Die Grünen hatten sich der Union schon in den Sondierungsgesprächen als Alternative zur SPD angeboten. Mit der Entscheidung für eine schwarz-grüne Landesregierung in Hessen haben sie der Union nun signalisiert, dass sie jederzeit als Ersatz bereit stehen, falls das Bündnis mit der SPD wieder Erwarten scheitern sollte. Ihre einzige Kritik am Koalitionsvertrag kommt von rechts: Sie bemängeln, dass zu viel Geld für die Mütterrente ausgegeben werde, die das Alterseinkommen von Frauen, die vor 1992 ein Kind zur Welt gebracht haben, um 28 Euro im Monat erhöht.

Auch die Linkspartei steht hinter dem Koalitionsvertrag – allerdings nicht so unverhohlen wie die Grünen. Sie ist eng mit den Gewerkschaften verbunden und wirbt seit der Bundestagswahl für eine gemeinsame Regierung mit SPD und Grünen. Sie begründet dies damit, dass die SPD nur im Bündnis mit der Linkspartei ihr eigenes Programm verwirklichen könne. Auch jetzt wirft Fraktionschef Gregor Gysi der SPD wieder vor, ihr Wahlprogramm finde sich im Koalitionsvertrag „bestenfalls als Randnotiz wieder“.
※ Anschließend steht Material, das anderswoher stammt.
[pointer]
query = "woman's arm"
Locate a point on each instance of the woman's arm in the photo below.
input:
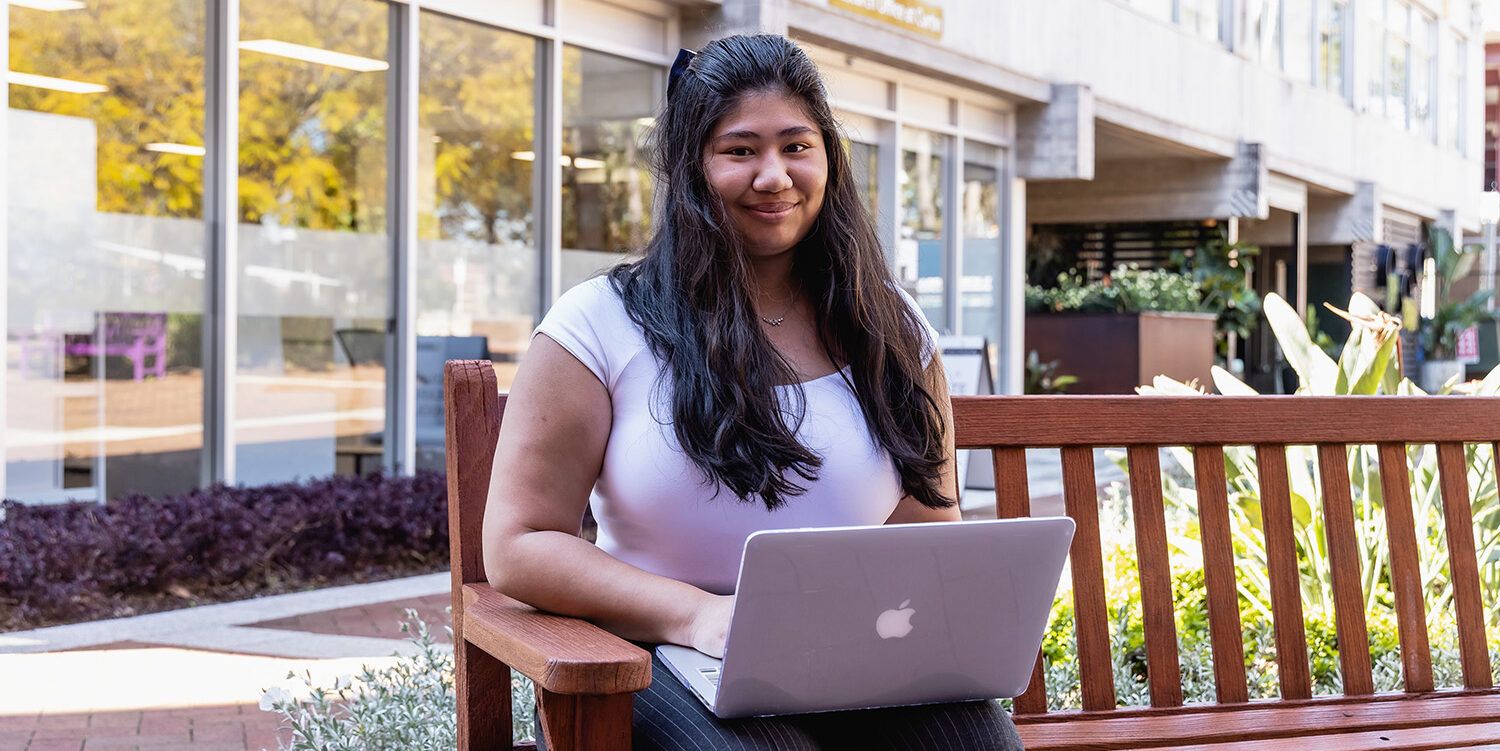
(546, 460)
(909, 510)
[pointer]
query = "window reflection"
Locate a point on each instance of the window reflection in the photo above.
(477, 261)
(920, 254)
(866, 159)
(608, 105)
(980, 296)
(314, 252)
(105, 249)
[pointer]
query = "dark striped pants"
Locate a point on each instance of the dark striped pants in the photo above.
(668, 717)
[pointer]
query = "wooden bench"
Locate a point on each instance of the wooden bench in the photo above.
(585, 676)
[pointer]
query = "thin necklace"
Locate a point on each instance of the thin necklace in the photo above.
(779, 321)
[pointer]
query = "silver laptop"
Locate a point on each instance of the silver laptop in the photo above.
(866, 616)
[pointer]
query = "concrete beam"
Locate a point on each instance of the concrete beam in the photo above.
(894, 47)
(1343, 221)
(1158, 189)
(734, 17)
(1055, 140)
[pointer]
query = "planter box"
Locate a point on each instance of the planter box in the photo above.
(1115, 353)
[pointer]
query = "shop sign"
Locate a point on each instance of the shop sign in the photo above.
(914, 15)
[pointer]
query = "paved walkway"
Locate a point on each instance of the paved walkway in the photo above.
(191, 679)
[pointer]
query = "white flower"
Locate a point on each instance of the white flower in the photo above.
(273, 697)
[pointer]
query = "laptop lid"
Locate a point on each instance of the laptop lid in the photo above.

Doch der Koalitionsvertrag ist das Programm der SPD. Spätestens seit der Agenda 2010 von Bundeskanzler Schröder kann es daran keinen Zweifel geben. Die Wahl von Peer Steinbrück, Merkels Finanzminister von 2005 bis 2009, zum Spitzenkandidaten für die Bundestagswahl 2013 hat bestätigt, dass die SPD bedingungslos die Interessen der Wirtschaft vertritt. Die Person Steinbrücks, und nicht die hohlen Wahlversprechen, verkörperte das Wahlprogramm der SPD.

Die Koalitionsangebote der Linkspartei an die SPD unterstreichen, dass sie keine grundlegenden Differenzen zur rechten Politik der SPD hat. Es ist bezeichnend, dass er in einer Stellungnahme zum Koalitionsvertrag zwar dies und jenes kritisiert, aber keine Silbe über die Fortsetzung des Spardiktats in Europa verliert. Die Linkspartei hat in mehreren Landesregierungen und Kommunalparlamenten praktisch bewiesen, dass sie eine solche Politik voll unterstützt und rücksichtslos gegen die Bevölkerung durchsetzt.

In den kommenden sozialen Auseinandersetzungen sind die Arbeiter nicht nur mit der Großen Koalition, sondern mit einer Allparteienverschwörung konfrontiert, der auch die Gewerkschaften angehören. Sie wird alles unternehmen, um jeden sozialen Widerstand zu lähmen, zu sabotieren und zu unterdrücken.

Im Kampf dagegen braucht die Arbeiterklasse ihre eigene Partei, die vorbehaltlos ihre Interessen vertritt und die Arbeiterklasse in ganz Europa im Kampf für eine sozialistische Gesellschaft vereint. Diese Partei ist die Partei für Soziale Gleichheit, die deutsche Sektion der Vierten Internationale.